La gouvernance de ces personnes morales doit ainsi être adaptée. Finie la mauvaise habitude héritée du droit actuel et consistant à repousser à la dernière extrémité le paiement des impôts et des charges sociales. Le paiement de ces dettes doit désormais devenir une priorité, tant son non-paiement peut être fatal à la société.
Le conseil d’administration et donc ses membres, de mêmes que les associés d’une Sàrl sont responsables de s’adapter à ces nouvelles exigences, et même de tout mettre en œuvre pour les anticiper dès à présent. Ne pas le faire de manière volontariste dès maintenant entraînera leur responsabilité civile et même pénale.

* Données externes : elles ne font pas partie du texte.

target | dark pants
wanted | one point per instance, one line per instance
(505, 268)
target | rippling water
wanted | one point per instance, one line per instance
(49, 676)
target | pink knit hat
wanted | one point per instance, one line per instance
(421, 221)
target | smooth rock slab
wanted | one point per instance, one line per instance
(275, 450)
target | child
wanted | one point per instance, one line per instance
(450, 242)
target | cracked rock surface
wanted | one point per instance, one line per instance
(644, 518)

Cette modification législative s’inscrit dans la nouvelle loi fédérale sur la lutte contre l’usage abusif de la faillite qui fixe de nouveaux garde-fous pour empêcher que les sociétés se mettent abusivement en faillite pour échapper à leurs engagements financiers, comme le paiement de salaires ou le remboursement de dettes, cela au préjudice de leurs créanciers ou dans un but de concurrence déloyale, causant ainsi chaque année plusieurs centaines de millions de francs de préjudices.

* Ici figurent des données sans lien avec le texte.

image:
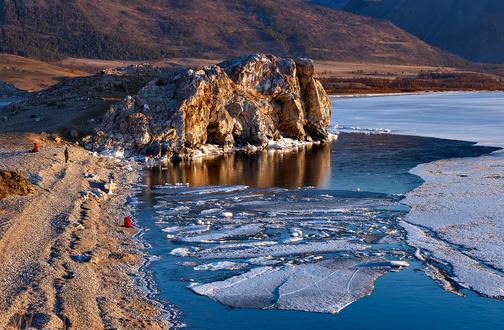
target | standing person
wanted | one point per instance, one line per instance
(66, 154)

Cette nouvelle loi qui entrera en vigueur le 1er janvier 2025 entrainera également la modification du code des obligations (CO), de la loi fédérale sur la poursuite pour dettes et la faillite (LP), du code pénal (CP) et de la loi fédérale sur l’impôt fédéral direct (LIFD). Elle impliquera aussi une adaptation de l’ordonnance sur le registre du commerce (ORC) et de celle sur le casier judiciaire (OCJ).
Rappelons qu’à l’heure actuelle, conformément à l’article 39 de la loi fédérale sur la poursuite pour dettes et la faillite – LP, « la poursuite se continue par voie de faillite, soit comme « poursuite ordinaire par voie de faillite » (art. 159 à 176 LP), soit comme «poursuite pour effets de change» (art. 177 à 189 LP), lorsque le débiteur est inscrit au registre du commerce en l’une des qualités suivantes: 1. chef d’une raison individuelle (art. 934 et 935 CO); 2.associé dans une société en nom collectif (art. 554 CO) ; 3. associé indéfiniment responsable dans une société en commandite (art. 596 CO); 4. membre de l’administration d’une société en commandite par actions (art. 765 CO) ou d’une société en nom collectif (art. 552 CO) ou d’une société en commandite (art. 594 CO) ou d’une société anonyme ou en commandite par actions (art. 620 et 764 CO), ou d’une société à responsabilité limitée (art. 772 CO), ou d’une société coopérative (art. 828 CO) ou encore d’une association (art. 60 CC) ou d’une fondation (art. 80 CC).
Or, dans le droit actuel, l’article 43 LP exclut expressément la voie de poursuite ordinaire par voie de faillite est exclue pour :
Ces deux chiffres seront abrogés avec effet au 1er janvier 2025.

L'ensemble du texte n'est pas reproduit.